In the second week of January, disused Christmas trees were collected in Gsteig, Saanen and Lauenen. But what actually happens to them after they have fulfilled their intended purpose in our living rooms?

Throughout the year, small fir trees are of little importance. At Christmas, however, we decorate them richly and even share our homes with them – until the old year makes way for the new. Then they soon have had their day and end up in front of our doors or on the collection site. But what actually happens to these trees after they have done their Christmas duty?

In Lauenen, people bring their disused Christmas trees to a collection point. Saanen collects them with the refuse collection service. Eventually, all the trees end up in the same place, the Sortiergesellschaft AG (SORSAG) in Saanen. There they are first piled up in a heap. Florin Shkoza, a long-time employee of SORSAG, reveals that four tonnes were collected this January. “That sounds like a lot, but this year we received about a quarter fewer Christmas trees than usual,” he says. “That’s because, due to the Corona measures, not all the tourists who normally celebrate Christmas here came.”

Each tree is individually scanned for metal, such as wires or nails, as well as plastic. SORSAG needs to remove these objects and dispose them separately, which causes additional work and costs. “For a while there were entire Christmas decorations in quite a few Christmas trees,” Shkoza recalls. “This year and last year, however, that has improved a lot, and we are very grateful for that.”

Once sorted, the wood from the trees is chopped into two different sizes by an external employee of Gebrüder von Grünigen Schönried AG. He shreds a first, minor part of the trees: SORSAG then puts these wood chips into the compost to make compost soil.

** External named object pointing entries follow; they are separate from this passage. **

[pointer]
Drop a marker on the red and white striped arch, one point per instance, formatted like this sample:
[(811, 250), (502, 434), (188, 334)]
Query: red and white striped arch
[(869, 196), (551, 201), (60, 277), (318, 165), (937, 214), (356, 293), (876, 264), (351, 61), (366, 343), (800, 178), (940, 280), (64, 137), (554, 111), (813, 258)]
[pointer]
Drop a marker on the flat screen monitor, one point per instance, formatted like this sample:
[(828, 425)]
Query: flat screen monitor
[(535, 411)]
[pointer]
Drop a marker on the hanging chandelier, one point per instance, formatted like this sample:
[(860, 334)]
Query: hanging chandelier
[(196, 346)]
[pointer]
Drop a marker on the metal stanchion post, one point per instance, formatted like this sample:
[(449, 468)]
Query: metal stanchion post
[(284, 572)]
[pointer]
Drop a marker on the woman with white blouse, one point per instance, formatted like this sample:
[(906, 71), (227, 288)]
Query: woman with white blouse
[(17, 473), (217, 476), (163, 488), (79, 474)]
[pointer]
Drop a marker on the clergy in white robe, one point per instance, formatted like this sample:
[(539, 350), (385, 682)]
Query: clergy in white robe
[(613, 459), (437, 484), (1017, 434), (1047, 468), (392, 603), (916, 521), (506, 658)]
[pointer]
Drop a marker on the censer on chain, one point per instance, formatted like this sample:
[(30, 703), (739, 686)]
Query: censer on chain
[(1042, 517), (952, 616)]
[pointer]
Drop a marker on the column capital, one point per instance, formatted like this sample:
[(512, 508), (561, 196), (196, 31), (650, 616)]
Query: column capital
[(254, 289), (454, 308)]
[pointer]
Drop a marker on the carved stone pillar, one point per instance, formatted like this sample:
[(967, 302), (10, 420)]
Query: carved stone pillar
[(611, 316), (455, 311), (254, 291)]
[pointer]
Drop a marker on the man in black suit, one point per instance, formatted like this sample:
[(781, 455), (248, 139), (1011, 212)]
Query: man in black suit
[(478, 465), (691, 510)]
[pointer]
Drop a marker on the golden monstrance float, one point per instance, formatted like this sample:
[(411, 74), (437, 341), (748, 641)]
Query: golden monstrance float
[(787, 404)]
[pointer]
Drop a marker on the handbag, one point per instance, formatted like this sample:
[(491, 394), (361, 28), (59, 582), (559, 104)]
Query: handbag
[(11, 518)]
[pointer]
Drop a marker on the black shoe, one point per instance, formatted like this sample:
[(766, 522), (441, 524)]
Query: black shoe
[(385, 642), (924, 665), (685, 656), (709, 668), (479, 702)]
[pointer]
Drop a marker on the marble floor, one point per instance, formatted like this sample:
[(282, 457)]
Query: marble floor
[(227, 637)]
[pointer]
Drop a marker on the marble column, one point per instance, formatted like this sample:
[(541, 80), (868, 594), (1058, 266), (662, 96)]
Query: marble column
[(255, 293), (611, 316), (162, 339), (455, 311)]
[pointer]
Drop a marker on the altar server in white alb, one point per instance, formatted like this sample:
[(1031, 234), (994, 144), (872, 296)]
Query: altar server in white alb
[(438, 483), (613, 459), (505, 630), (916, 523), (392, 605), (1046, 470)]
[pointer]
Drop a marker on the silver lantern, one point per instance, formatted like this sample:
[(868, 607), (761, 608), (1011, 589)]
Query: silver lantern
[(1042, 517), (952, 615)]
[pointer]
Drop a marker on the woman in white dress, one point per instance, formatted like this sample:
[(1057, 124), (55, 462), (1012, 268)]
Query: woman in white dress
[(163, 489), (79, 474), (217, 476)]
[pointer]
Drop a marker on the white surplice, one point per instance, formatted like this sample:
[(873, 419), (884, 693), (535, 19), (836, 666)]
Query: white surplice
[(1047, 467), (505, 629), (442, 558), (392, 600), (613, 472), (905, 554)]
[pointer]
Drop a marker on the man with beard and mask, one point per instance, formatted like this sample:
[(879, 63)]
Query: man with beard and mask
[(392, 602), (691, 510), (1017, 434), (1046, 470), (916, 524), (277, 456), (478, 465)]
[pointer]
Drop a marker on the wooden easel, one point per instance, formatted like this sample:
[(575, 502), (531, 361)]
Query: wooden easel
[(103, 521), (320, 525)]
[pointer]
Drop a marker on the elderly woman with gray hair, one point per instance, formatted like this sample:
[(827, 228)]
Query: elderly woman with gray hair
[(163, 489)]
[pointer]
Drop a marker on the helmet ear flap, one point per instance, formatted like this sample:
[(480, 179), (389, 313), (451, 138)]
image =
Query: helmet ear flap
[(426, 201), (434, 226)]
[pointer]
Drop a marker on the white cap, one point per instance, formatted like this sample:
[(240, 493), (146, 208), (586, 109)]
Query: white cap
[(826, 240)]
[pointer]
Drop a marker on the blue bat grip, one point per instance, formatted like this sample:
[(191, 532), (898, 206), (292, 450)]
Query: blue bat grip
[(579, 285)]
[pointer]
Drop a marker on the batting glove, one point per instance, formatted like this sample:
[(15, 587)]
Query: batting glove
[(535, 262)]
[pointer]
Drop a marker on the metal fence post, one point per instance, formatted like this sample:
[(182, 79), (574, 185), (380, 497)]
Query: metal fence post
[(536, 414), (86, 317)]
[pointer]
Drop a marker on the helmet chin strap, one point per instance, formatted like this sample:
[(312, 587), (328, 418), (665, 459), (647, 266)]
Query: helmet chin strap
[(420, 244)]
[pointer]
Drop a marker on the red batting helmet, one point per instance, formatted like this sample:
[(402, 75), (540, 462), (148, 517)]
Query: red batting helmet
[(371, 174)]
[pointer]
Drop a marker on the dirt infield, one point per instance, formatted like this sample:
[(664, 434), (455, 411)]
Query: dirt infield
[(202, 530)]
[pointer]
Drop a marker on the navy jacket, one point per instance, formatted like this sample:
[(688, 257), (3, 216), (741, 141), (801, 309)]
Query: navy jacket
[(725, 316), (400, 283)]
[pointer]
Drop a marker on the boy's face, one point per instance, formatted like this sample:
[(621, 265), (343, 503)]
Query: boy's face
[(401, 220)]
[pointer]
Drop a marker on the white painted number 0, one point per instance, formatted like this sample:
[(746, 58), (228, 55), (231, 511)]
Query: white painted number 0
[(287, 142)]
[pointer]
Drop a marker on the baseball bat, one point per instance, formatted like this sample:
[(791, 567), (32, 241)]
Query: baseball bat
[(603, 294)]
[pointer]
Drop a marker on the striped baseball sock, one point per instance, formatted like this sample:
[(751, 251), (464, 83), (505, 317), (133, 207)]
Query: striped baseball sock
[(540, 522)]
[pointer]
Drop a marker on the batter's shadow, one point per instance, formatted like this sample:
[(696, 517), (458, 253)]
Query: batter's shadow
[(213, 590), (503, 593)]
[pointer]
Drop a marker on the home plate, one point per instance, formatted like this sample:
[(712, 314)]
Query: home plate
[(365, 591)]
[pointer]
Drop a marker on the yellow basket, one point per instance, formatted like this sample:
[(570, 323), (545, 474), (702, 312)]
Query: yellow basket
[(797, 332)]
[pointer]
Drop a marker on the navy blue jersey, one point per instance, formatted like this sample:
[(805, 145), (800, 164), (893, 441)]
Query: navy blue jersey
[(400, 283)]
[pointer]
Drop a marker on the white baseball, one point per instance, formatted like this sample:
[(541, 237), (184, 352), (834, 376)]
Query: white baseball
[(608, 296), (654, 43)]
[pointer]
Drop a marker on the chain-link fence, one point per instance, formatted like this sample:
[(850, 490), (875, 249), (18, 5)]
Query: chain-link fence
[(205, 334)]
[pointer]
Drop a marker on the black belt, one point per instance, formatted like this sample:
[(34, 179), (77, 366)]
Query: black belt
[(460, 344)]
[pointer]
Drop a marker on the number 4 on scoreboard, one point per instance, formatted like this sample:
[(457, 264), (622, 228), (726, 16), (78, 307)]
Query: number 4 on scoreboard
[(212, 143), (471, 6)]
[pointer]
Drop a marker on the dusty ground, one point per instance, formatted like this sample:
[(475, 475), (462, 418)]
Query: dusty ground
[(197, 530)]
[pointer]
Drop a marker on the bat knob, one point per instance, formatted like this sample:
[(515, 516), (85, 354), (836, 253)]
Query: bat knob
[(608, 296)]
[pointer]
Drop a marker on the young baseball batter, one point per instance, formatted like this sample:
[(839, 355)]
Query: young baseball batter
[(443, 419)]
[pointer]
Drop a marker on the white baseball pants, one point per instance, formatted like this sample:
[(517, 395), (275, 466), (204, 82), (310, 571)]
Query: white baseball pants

The majority of the Christmas trees, on the other hand, are coarsely chopped. From now on, Energieholz AG (ENHOSAG) is responsible for the wood chips: they store them and transport them to the incineration plant on the site. Around 50,000m3 of energy wood are produced on site each year and burned by another company, the Genossenschaft Elektra Baselland (EBL), in the Saanen and Schönried heating plants. Several hundred buildings are thus supplied with ecological heat via the Saanen-Gstaad and Schönried district heating networks.

Gsteig
The journey of the Christmas trees from Gsteig-Feutersoey is not exactly the same. The residents of the municipality still have time to deposit their trees at the collection point in Feutersoey – after that, the municipality is responsible for sorting foreign objects made of metal or plastic and delivering the recyclable trees to MvS AG. “We only get the wood from the municipality that we can really use,” explains employee Philipp Perreten, “that makes our work easier.”

MvS AG chops the wood into small pieces and then transports it to the storage hall of the Gsteig heating network, where it dries for three months together with other wood chips. Only then is the energy wood ready to be burned in the EBL’s Gsteig plant to generate heat and to provide comfortably warm living rooms in the surrounding area.

Thus, long after Christmas, a breath of our Christmas trees returns to our homes: in the form of heat.